This invention relates to a method of disposing solid sodium chloride, more particularly it relates to a method of disposing solid sodium chloride while selectively solution mining potassium chloride from a subterranean ore deposit.
Potassium chloride is solution mined from subterranean deposits containing potassium chloride and sodium chloride by circulating through the deposit water or an aqueous solvent unsaturated with respect to potassium chloride. A solution richer in potassium chloride than the solvent is withdrawn from the deposit as a cavity is developed therein. Potassium chloride values are extracted from the enriched solution in an above ground process.
By solution mining in this manner with water as a solvent both potassium chloride and sodium chloride are extracted from the deposit non-selectively. However, as the temperature is increased and as the sodium chloride content of the solvent is increased, the more selectively the potassium chloride is mined from the deposit (i.e., the greater the ratio of KCl/NaCl mined). Hence, the composition and temperature of the solvent can be adjusted to efficaciously mine a deposit according to its ratio of potassium chloride to sodium chloride, see for example U.S. Pat. No. 3,058,729 to Dahms, et al.
These deposits typically contain high sodium chloride content i.e., sodium chloride content so high that for each kilogram of potassium chloride values produced by a refinery process such as where a solution of potassium chloride containing ore is concentrated by evaporation and subsequently cooled or where ore is treated by froth flotation, approximately two kilograms of sodium chloride are produced. Hence, on an average the ore contains about twice as much sodium chloride as potassium chloride. Unfortunately, the subterranean ore deposits are not uniform but comprise potassium chloride-rich and potassium chloride-lean strata.
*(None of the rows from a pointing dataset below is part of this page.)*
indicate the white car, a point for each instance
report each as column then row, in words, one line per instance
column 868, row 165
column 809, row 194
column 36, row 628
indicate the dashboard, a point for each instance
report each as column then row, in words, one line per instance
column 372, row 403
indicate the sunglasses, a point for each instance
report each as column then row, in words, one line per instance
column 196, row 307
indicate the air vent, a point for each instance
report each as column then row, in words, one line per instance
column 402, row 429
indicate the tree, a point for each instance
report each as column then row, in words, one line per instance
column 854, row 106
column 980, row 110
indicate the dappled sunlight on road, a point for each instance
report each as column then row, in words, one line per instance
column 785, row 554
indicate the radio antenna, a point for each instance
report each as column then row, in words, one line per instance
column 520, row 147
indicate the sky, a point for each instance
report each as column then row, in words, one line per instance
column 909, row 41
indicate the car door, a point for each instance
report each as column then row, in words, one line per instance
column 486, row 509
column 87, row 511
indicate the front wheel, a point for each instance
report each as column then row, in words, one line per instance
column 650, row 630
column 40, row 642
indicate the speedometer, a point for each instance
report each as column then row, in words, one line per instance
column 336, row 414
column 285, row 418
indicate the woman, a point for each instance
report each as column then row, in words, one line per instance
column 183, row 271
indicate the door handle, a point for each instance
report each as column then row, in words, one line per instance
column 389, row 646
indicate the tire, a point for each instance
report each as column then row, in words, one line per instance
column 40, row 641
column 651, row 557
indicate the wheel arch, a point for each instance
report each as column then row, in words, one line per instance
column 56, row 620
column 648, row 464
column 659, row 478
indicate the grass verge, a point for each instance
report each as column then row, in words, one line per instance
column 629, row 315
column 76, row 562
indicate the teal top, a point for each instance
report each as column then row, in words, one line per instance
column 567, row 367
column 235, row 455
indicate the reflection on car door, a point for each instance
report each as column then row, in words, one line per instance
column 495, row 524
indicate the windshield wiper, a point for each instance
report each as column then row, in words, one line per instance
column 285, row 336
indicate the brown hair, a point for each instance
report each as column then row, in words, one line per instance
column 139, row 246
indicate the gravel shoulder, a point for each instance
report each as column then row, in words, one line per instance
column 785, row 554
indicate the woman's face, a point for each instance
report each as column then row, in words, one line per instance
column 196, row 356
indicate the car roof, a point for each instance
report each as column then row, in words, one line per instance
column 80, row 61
Therefore, where attempts are made to selectively mine upwardly through each stratum, difficulties are encountered because extraction of potassium chloride from a potassium chloride-lean stratum will not cause sodium chloride crystals to loosen; consequently, a sodium chloride barrier for further extraction is incumbent. On the other hand, where all strata are non-selectively mined, enormous quantities of sodium chloride must be discarded, either as a solid or in solution.
U.S. Pat. No. 3,366,419 to Pasternak, et al. discloses a method of non-selectively and selectively mining strata alternately lean and rich in potassium chloride by using solvents unsaturated and saturated with respect to sodium chloride, respectively. Also solid sodium chloride is slurried with solvents saturated with respect to sodium chloride during selective mining, thereby avoiding accumulation of produced sodium chloride. This method is undesirable since strata are mined upwardly therethrough whereby it is difficult to ascertain exactly when transitions between a rich and lean strata are encountered. Moreover, many rich strata are so thin that they are not detected or is not worth the emcumbrance of switching to selective mining. Further, by the time produced solution is analyzed for ore composition ratio, difficulties which are to be avoided, e.g., plugging of conduits, can arise before adjustments are made. Hence, shutdowns during the process can be experienced. Additionally, selective mining in this manner is a relatively slow process, even at relatively high temperatures. Hence, this method produces potassium chloride at an undesirably slow continuous rate.
It is therefore a desideratum that sodium chloride be disposed into a cavity in a manner that is less burdensome and conducive to fast production rates.